If you are a South African and you are thinking about applying for a loan, you will find you have many options as long as you can satisfy some basic requirements. What are these requirements? Well, they do vary depending on the establishment you are approaching, but in the main, you will need to show:
- Your ID card
- Proof of address (no older than three months)
- Proof of your income
Some loan companies may insist on you having a bank account and will want to see three or six statements covering three to six months.
Personal loans are a product, and just like most products available today, competition among providers is fierce. While it is good from a consumer point of view to have plenty of options to choose, it can make selecting the right product somewhat confusing.
Protecting the consumer
Don’t forget that when competition is strong, advertising plays an important role in attracting potential customers. However, there are certain rules and regulations that have been stipulated through the National Credit Act.

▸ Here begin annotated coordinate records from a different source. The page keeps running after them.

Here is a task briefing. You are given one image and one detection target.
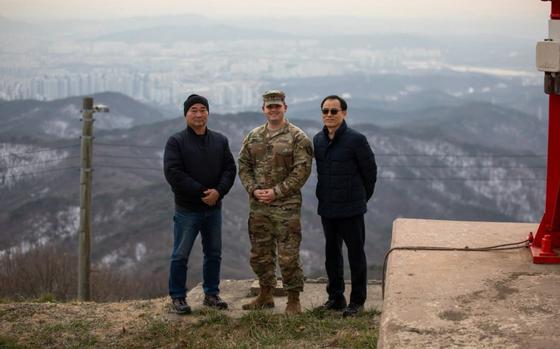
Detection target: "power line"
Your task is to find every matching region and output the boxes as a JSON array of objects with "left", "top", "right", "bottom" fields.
[
  {"left": 94, "top": 142, "right": 163, "bottom": 150},
  {"left": 0, "top": 144, "right": 80, "bottom": 157},
  {"left": 95, "top": 164, "right": 163, "bottom": 171},
  {"left": 0, "top": 155, "right": 80, "bottom": 170},
  {"left": 0, "top": 166, "right": 80, "bottom": 178},
  {"left": 375, "top": 153, "right": 546, "bottom": 158},
  {"left": 377, "top": 177, "right": 546, "bottom": 182},
  {"left": 93, "top": 154, "right": 162, "bottom": 160},
  {"left": 377, "top": 164, "right": 546, "bottom": 169}
]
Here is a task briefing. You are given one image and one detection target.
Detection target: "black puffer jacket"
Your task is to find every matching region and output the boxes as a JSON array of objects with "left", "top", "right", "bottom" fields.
[
  {"left": 313, "top": 121, "right": 377, "bottom": 218},
  {"left": 163, "top": 127, "right": 236, "bottom": 211}
]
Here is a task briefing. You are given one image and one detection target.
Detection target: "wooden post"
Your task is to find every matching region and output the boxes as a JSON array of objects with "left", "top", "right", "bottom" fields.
[{"left": 78, "top": 97, "right": 94, "bottom": 301}]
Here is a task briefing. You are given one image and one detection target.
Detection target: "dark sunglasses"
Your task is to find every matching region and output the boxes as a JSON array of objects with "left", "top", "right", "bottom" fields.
[{"left": 321, "top": 108, "right": 340, "bottom": 115}]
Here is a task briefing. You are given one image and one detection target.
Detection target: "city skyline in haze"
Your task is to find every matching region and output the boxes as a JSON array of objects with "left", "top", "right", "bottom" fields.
[{"left": 0, "top": 0, "right": 550, "bottom": 21}]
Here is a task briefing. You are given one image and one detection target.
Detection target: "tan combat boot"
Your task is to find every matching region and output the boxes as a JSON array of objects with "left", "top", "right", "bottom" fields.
[
  {"left": 286, "top": 291, "right": 301, "bottom": 315},
  {"left": 242, "top": 287, "right": 274, "bottom": 310}
]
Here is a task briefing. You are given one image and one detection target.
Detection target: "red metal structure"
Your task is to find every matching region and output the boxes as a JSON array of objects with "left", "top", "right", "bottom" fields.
[{"left": 529, "top": 0, "right": 560, "bottom": 264}]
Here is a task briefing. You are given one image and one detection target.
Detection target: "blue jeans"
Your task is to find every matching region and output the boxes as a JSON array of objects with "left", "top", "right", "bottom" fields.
[{"left": 169, "top": 208, "right": 222, "bottom": 299}]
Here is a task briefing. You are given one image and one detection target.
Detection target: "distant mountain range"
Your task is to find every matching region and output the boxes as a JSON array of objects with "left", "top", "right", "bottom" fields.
[{"left": 0, "top": 93, "right": 547, "bottom": 278}]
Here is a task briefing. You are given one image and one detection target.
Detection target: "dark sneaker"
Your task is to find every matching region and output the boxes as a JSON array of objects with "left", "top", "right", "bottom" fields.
[
  {"left": 171, "top": 298, "right": 191, "bottom": 314},
  {"left": 342, "top": 303, "right": 364, "bottom": 317},
  {"left": 321, "top": 299, "right": 346, "bottom": 310},
  {"left": 203, "top": 294, "right": 227, "bottom": 309}
]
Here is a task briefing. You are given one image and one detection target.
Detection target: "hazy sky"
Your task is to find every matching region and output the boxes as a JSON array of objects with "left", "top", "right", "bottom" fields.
[{"left": 0, "top": 0, "right": 550, "bottom": 20}]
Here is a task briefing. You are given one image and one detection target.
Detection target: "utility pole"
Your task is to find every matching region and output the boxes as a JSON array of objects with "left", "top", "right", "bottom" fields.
[
  {"left": 529, "top": 0, "right": 560, "bottom": 264},
  {"left": 78, "top": 97, "right": 93, "bottom": 301},
  {"left": 78, "top": 97, "right": 109, "bottom": 301}
]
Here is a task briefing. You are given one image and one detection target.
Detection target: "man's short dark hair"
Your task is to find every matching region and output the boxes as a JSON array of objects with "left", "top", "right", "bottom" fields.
[{"left": 321, "top": 95, "right": 348, "bottom": 111}]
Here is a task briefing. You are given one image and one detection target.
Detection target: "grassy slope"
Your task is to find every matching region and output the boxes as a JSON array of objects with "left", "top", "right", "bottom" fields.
[{"left": 0, "top": 298, "right": 379, "bottom": 348}]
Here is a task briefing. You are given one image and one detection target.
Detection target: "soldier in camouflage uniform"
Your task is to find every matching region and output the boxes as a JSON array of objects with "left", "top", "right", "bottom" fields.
[{"left": 239, "top": 90, "right": 313, "bottom": 314}]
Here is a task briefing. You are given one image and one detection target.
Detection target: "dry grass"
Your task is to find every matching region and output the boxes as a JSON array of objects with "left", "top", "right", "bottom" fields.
[{"left": 0, "top": 298, "right": 379, "bottom": 348}]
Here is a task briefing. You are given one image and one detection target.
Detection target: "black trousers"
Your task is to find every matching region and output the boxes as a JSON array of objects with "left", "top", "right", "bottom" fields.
[{"left": 321, "top": 214, "right": 367, "bottom": 305}]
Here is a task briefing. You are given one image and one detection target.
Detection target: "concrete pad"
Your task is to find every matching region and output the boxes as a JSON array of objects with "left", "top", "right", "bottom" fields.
[
  {"left": 186, "top": 280, "right": 382, "bottom": 318},
  {"left": 378, "top": 219, "right": 560, "bottom": 349}
]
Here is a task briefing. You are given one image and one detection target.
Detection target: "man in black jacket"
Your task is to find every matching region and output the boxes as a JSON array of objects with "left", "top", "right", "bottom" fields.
[
  {"left": 163, "top": 94, "right": 236, "bottom": 314},
  {"left": 313, "top": 95, "right": 377, "bottom": 317}
]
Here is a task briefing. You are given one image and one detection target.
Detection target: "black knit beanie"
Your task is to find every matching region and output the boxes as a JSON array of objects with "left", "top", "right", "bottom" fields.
[{"left": 183, "top": 94, "right": 210, "bottom": 116}]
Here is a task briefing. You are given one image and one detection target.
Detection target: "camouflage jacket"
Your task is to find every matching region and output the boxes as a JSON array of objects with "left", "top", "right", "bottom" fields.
[{"left": 239, "top": 120, "right": 313, "bottom": 208}]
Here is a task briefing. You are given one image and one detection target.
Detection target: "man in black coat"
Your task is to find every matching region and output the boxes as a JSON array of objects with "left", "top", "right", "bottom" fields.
[
  {"left": 313, "top": 95, "right": 377, "bottom": 317},
  {"left": 163, "top": 94, "right": 236, "bottom": 314}
]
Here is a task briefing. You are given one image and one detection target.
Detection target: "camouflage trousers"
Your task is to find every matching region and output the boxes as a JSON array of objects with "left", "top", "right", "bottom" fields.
[{"left": 249, "top": 205, "right": 303, "bottom": 292}]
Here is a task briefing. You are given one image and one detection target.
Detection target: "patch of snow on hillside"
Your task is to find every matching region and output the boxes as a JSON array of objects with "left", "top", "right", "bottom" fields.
[
  {"left": 95, "top": 113, "right": 134, "bottom": 130},
  {"left": 134, "top": 242, "right": 147, "bottom": 262},
  {"left": 42, "top": 120, "right": 81, "bottom": 139},
  {"left": 0, "top": 143, "right": 73, "bottom": 187}
]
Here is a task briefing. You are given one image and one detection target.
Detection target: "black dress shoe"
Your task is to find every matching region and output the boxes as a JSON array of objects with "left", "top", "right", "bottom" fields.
[
  {"left": 203, "top": 294, "right": 227, "bottom": 309},
  {"left": 171, "top": 298, "right": 191, "bottom": 315},
  {"left": 321, "top": 299, "right": 346, "bottom": 310},
  {"left": 342, "top": 303, "right": 364, "bottom": 317}
]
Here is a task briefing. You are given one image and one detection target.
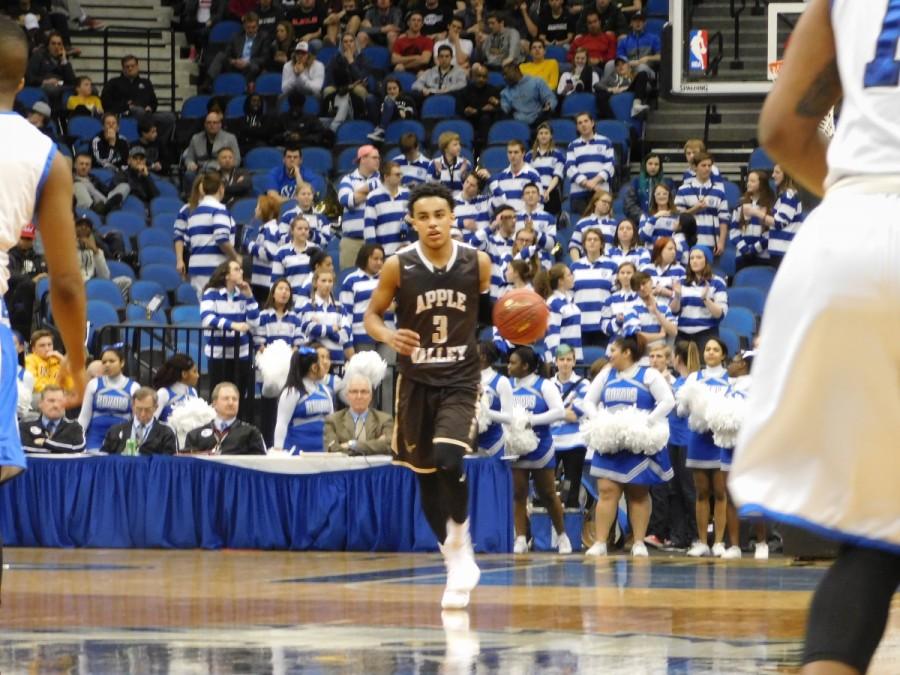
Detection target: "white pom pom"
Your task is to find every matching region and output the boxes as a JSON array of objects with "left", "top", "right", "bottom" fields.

This is a document that was designed to support the welfare (economic and social) of all South Africans. It is aimed at ensuring a loan market that is accessible, clear, competitive, effective, fair, responsible and sustainable. Its job is to protect the consumer.
Bona-fide businesses that offer loans and who work with the National Credit Act framework will be registered with the NCR (National Credit Regulator).
Types of personal loans
You will find a wide range of loan deals on offer, and you need to be vigilant in comparing what is available in order to get the best deal for you. You need to know what to look for.

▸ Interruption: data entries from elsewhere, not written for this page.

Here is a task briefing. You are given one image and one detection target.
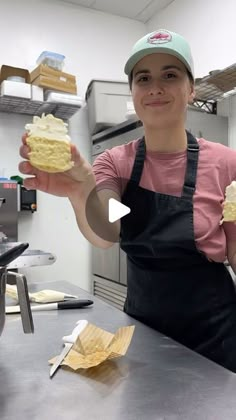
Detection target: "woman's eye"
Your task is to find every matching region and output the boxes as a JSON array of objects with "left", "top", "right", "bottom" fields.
[
  {"left": 138, "top": 76, "right": 149, "bottom": 82},
  {"left": 164, "top": 73, "right": 177, "bottom": 79}
]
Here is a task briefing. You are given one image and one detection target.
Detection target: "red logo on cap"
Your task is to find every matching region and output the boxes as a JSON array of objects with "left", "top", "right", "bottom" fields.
[{"left": 148, "top": 31, "right": 172, "bottom": 44}]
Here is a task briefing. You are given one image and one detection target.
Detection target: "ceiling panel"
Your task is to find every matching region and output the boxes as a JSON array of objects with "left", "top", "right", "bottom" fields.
[
  {"left": 44, "top": 0, "right": 175, "bottom": 23},
  {"left": 93, "top": 0, "right": 153, "bottom": 18}
]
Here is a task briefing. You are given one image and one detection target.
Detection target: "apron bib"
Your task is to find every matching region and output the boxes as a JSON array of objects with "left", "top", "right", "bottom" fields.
[{"left": 120, "top": 132, "right": 236, "bottom": 372}]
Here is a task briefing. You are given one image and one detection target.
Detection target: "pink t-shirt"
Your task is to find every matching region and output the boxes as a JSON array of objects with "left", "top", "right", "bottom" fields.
[{"left": 93, "top": 138, "right": 236, "bottom": 262}]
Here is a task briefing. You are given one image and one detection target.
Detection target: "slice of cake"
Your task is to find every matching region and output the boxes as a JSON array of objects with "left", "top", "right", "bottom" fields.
[
  {"left": 222, "top": 181, "right": 236, "bottom": 223},
  {"left": 25, "top": 114, "right": 74, "bottom": 173}
]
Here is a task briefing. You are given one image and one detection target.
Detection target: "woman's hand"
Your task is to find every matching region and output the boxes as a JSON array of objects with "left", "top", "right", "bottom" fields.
[{"left": 19, "top": 134, "right": 95, "bottom": 198}]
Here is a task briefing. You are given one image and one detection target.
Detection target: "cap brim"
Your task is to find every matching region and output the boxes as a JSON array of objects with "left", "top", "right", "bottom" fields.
[{"left": 124, "top": 47, "right": 194, "bottom": 77}]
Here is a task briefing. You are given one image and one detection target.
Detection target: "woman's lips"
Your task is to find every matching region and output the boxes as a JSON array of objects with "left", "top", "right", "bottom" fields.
[{"left": 145, "top": 101, "right": 169, "bottom": 107}]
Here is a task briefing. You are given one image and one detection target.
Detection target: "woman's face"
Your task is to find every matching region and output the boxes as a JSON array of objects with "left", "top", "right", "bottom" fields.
[{"left": 131, "top": 53, "right": 194, "bottom": 128}]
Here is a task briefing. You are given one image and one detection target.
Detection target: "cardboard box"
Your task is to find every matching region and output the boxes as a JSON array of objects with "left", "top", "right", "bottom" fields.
[
  {"left": 0, "top": 80, "right": 31, "bottom": 99},
  {"left": 0, "top": 64, "right": 30, "bottom": 83},
  {"left": 31, "top": 85, "right": 44, "bottom": 102},
  {"left": 30, "top": 64, "right": 77, "bottom": 94},
  {"left": 0, "top": 64, "right": 31, "bottom": 99}
]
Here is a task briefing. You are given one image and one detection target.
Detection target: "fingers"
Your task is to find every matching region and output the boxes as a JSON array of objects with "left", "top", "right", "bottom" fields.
[
  {"left": 18, "top": 161, "right": 36, "bottom": 175},
  {"left": 20, "top": 145, "right": 30, "bottom": 159},
  {"left": 71, "top": 144, "right": 82, "bottom": 165},
  {"left": 22, "top": 133, "right": 28, "bottom": 145}
]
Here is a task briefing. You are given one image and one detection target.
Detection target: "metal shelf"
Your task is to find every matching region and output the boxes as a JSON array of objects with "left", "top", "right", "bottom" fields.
[{"left": 0, "top": 96, "right": 81, "bottom": 120}]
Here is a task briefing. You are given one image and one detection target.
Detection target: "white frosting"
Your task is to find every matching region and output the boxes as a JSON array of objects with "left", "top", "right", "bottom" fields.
[
  {"left": 25, "top": 114, "right": 71, "bottom": 141},
  {"left": 225, "top": 181, "right": 236, "bottom": 203}
]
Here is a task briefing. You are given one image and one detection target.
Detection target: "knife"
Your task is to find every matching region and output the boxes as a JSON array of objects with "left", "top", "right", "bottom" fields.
[
  {"left": 49, "top": 319, "right": 88, "bottom": 378},
  {"left": 5, "top": 299, "right": 93, "bottom": 314}
]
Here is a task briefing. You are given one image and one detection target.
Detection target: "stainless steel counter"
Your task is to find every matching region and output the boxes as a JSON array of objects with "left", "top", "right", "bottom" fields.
[{"left": 0, "top": 282, "right": 236, "bottom": 420}]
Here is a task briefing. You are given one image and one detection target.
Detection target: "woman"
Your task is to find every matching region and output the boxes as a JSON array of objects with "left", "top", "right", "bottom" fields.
[{"left": 20, "top": 30, "right": 236, "bottom": 372}]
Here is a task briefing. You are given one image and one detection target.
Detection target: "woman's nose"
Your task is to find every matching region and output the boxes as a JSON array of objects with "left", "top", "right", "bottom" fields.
[{"left": 149, "top": 79, "right": 164, "bottom": 95}]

The types of personal loans on offer include:
- Short term personal loans
- Long-term personal loans
- Consolidation loans
- Student loans
- Secured loans
- Unsecured loans
The shortest type of loan is frequently called a pay-day loan, and this is usually repaid within a number of days, typically no longer than 30 days. Other types of personal loan vary from short term to long term, and be repaid over a period of between 12 and 72 months. There are some shorter-term loans available such as those repaid within six months.
Term Loans and Revolving Loans
You may be offered term or revolving loans such as those provided by Standard Bank. Basically, a term loan is the one that most people are familiar with, and this is borrowing over a defined and fixed repayment term. A revolving loan is one whereby once you have repaid say 15% of the loan (an example being Standard Bank) you have the option to borrow more.
Applying for loans online
The internet has made applying for loans much easier. Many businesses like The Old Mutual Life Assurance Company offer online applications. It makes the application process much faster, and it also provides the opportunity of checking several sources for the best deals.
Taking out a personal loan is something that millions of South Africans do every year. It is a good way of managing your personal finances if you wish to buy something specific without having to pay out one large lump sum, or if you have a need to consolidate e number of debts into one cheaper repayment.
The cardinal rule is to ensure that you can afford to make any repayments on time. This is what responsible borrowing is all about.